For use in medicine having hypotensive effect, the ACE inhibitor of the present invention may be formulated with a pharmaceutically acceptable carrier into various dosage forms in accordance with conventional methods. For example, for solid formulation for oral administration, the present inhibitor may be mixed with a vehicle, and optionally a binder, disintegrator, lubricant, coloring agent, taste corrigent, flavor corrigent, or the like as desired, and formulated into tablets, coated tablets, granules, powders, capsules, or the like.
Such medicine may optionally contain other components such as peptides having ACE inhibitory activity or hypotensive effect other than the active ingredients of the present ACE inhibitor.
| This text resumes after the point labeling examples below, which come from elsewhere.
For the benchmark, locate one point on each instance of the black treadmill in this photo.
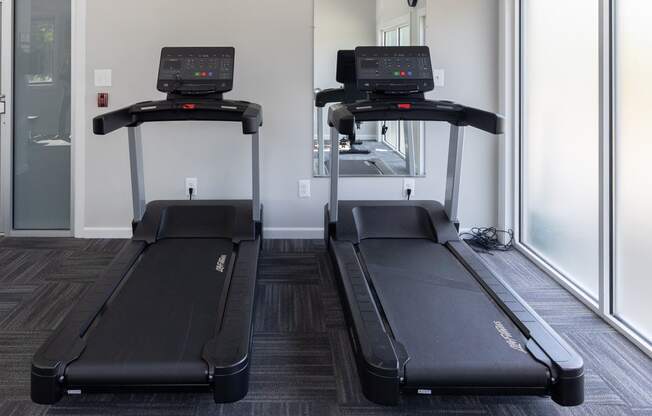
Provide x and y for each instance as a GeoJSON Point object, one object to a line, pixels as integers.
{"type": "Point", "coordinates": [174, 309]}
{"type": "Point", "coordinates": [348, 93]}
{"type": "Point", "coordinates": [426, 315]}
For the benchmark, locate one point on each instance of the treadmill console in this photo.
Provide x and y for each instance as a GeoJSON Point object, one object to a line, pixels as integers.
{"type": "Point", "coordinates": [400, 70]}
{"type": "Point", "coordinates": [196, 71]}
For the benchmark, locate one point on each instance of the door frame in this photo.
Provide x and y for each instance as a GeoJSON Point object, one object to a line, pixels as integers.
{"type": "Point", "coordinates": [6, 120]}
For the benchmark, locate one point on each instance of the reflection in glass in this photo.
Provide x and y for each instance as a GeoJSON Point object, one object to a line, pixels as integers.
{"type": "Point", "coordinates": [561, 137]}
{"type": "Point", "coordinates": [380, 149]}
{"type": "Point", "coordinates": [633, 169]}
{"type": "Point", "coordinates": [41, 165]}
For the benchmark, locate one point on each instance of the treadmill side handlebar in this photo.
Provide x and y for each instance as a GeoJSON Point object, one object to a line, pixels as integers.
{"type": "Point", "coordinates": [343, 117]}
{"type": "Point", "coordinates": [252, 119]}
{"type": "Point", "coordinates": [109, 122]}
{"type": "Point", "coordinates": [249, 114]}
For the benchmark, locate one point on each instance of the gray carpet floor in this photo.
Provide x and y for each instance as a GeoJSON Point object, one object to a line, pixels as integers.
{"type": "Point", "coordinates": [302, 360]}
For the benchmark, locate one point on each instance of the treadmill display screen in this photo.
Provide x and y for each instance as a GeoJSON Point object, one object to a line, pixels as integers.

The ACE inhibitor of the present invention may be used by mixing in functional food such as foods for specified health use claiming hypotensive effect. Examples of such functional food may include beverages, yogurt, liquid food, jelly, candies, retort food, tablet candies, cookies, sponge cakes, bread, biscuits, and chocolates. The inhibitor may also be formulated into capsules or tablets for use as dietary supplements.
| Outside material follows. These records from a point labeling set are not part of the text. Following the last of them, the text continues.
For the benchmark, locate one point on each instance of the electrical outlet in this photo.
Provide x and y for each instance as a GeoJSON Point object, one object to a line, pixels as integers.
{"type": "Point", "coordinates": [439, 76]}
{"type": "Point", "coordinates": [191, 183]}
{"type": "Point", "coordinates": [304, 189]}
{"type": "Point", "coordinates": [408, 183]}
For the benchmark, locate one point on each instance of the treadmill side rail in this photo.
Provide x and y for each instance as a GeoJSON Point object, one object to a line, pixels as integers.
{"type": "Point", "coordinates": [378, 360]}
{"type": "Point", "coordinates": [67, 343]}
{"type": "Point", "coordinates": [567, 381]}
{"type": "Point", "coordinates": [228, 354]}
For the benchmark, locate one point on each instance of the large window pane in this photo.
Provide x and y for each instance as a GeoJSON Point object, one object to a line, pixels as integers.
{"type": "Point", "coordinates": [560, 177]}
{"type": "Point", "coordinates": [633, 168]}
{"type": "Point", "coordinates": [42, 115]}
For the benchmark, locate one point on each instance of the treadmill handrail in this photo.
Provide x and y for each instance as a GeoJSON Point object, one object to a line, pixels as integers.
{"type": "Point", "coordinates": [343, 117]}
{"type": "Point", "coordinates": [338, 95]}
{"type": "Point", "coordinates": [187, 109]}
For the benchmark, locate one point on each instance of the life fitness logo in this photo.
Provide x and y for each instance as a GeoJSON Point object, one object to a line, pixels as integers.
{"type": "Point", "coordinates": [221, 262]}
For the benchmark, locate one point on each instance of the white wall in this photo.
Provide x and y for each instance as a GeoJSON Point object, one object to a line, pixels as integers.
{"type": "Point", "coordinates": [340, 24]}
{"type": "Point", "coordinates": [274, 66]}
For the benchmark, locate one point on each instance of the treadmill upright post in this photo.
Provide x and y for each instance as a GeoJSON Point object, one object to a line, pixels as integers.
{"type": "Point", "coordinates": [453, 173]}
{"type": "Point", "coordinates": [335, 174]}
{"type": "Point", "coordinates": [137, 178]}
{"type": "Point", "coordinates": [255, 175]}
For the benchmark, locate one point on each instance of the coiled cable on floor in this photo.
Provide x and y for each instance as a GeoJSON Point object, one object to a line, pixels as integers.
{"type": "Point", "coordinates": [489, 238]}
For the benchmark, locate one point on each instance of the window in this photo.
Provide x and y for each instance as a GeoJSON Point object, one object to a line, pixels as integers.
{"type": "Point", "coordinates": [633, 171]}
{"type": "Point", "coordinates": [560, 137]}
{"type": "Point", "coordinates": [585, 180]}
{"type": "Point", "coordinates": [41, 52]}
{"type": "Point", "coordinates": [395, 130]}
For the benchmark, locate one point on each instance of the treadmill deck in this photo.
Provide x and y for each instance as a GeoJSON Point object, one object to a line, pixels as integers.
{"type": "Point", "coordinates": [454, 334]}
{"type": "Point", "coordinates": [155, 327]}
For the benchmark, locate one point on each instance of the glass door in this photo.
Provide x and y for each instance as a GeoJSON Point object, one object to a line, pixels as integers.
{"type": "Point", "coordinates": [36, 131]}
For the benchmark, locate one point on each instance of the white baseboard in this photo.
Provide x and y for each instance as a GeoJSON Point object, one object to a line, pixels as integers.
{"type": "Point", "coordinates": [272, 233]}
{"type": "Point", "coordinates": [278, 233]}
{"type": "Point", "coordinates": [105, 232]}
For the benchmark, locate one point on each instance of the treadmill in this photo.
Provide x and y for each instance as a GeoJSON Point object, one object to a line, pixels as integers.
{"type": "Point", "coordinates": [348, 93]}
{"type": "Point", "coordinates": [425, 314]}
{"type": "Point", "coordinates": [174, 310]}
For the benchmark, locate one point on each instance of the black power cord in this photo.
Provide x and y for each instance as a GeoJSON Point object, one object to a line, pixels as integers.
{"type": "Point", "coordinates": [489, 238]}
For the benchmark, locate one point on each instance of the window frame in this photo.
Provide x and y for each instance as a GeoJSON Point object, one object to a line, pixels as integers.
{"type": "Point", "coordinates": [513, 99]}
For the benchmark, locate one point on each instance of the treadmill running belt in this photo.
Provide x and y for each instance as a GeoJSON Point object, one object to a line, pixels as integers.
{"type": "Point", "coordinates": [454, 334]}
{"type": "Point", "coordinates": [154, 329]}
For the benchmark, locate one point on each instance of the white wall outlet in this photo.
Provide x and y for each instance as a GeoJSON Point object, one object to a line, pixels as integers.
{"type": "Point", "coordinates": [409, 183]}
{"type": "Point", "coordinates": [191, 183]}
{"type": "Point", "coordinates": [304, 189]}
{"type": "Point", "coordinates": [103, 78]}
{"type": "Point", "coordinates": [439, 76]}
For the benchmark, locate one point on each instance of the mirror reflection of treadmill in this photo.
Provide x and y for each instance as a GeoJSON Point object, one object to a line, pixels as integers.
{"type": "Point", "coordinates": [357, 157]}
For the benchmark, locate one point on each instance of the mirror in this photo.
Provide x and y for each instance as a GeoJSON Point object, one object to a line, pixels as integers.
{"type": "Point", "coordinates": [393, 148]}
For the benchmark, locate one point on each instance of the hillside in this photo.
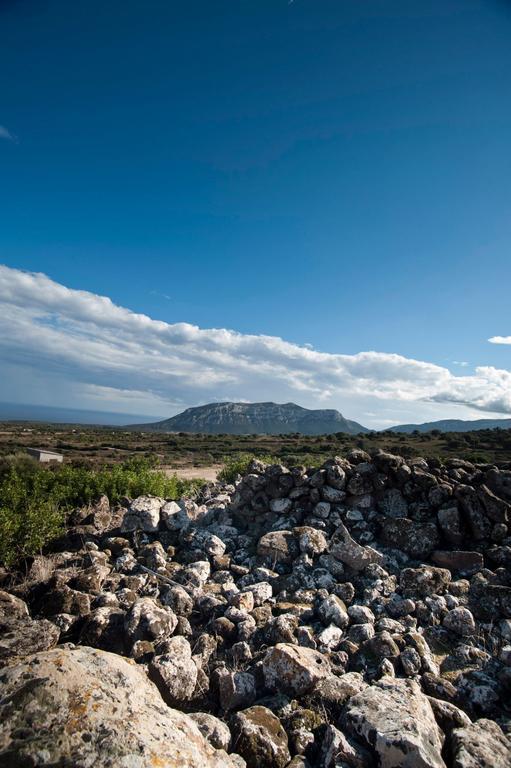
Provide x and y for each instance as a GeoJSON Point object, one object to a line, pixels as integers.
{"type": "Point", "coordinates": [454, 425]}
{"type": "Point", "coordinates": [256, 419]}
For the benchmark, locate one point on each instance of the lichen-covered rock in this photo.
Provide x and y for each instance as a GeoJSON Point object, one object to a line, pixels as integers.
{"type": "Point", "coordinates": [63, 599]}
{"type": "Point", "coordinates": [396, 721]}
{"type": "Point", "coordinates": [143, 514]}
{"type": "Point", "coordinates": [85, 707]}
{"type": "Point", "coordinates": [235, 689]}
{"type": "Point", "coordinates": [104, 628]}
{"type": "Point", "coordinates": [278, 546]}
{"type": "Point", "coordinates": [20, 635]}
{"type": "Point", "coordinates": [311, 541]}
{"type": "Point", "coordinates": [480, 745]}
{"type": "Point", "coordinates": [424, 581]}
{"type": "Point", "coordinates": [416, 539]}
{"type": "Point", "coordinates": [174, 672]}
{"type": "Point", "coordinates": [347, 550]}
{"type": "Point", "coordinates": [460, 620]}
{"type": "Point", "coordinates": [260, 738]}
{"type": "Point", "coordinates": [293, 669]}
{"type": "Point", "coordinates": [12, 606]}
{"type": "Point", "coordinates": [457, 560]}
{"type": "Point", "coordinates": [213, 729]}
{"type": "Point", "coordinates": [147, 620]}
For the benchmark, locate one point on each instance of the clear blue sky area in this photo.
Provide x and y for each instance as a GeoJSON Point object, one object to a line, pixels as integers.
{"type": "Point", "coordinates": [335, 172]}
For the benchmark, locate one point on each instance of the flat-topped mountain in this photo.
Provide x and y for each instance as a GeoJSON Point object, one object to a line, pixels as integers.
{"type": "Point", "coordinates": [455, 425]}
{"type": "Point", "coordinates": [256, 418]}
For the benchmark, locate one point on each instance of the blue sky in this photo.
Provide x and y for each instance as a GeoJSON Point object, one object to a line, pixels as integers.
{"type": "Point", "coordinates": [335, 173]}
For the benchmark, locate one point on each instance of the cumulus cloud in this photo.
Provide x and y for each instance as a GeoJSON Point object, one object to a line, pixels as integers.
{"type": "Point", "coordinates": [5, 134]}
{"type": "Point", "coordinates": [118, 356]}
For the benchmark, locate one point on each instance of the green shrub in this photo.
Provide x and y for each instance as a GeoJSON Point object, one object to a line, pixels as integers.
{"type": "Point", "coordinates": [238, 465]}
{"type": "Point", "coordinates": [35, 500]}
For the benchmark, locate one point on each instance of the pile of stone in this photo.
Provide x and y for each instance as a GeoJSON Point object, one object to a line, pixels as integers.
{"type": "Point", "coordinates": [351, 616]}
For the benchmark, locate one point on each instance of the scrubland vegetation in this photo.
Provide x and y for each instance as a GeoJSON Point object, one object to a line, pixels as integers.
{"type": "Point", "coordinates": [36, 499]}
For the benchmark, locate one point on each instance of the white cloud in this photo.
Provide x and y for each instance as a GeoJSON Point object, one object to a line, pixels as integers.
{"type": "Point", "coordinates": [112, 355]}
{"type": "Point", "coordinates": [5, 134]}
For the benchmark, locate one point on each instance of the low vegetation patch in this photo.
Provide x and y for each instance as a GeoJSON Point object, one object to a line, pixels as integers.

The present invention will now be explained in more detail with reference to Example, which is illustrative only and does not intend to limit the present invention.
Among peptides having the sequence Xaa-Pro or Xaa-Pro-Pro present in casein derived from cow's milk, Ile-Pro, Glu-Pro, Arg-Pro, Gln-Pro, Met-Pro, and Ser-Pro-Pro were chemically synthesized (manufactured by TORAY RESEARCH CENTER, INC., not lower than 95% purity). Solutions of each of these peptides at various concentrations were prepared, and measured for the ACE inhibitory activity in accordance with the method discussed below. The peptide concentration (μM) at which the ACE inhibitory effect was 50% was taken as IC50 value. The results are shown in Table 1.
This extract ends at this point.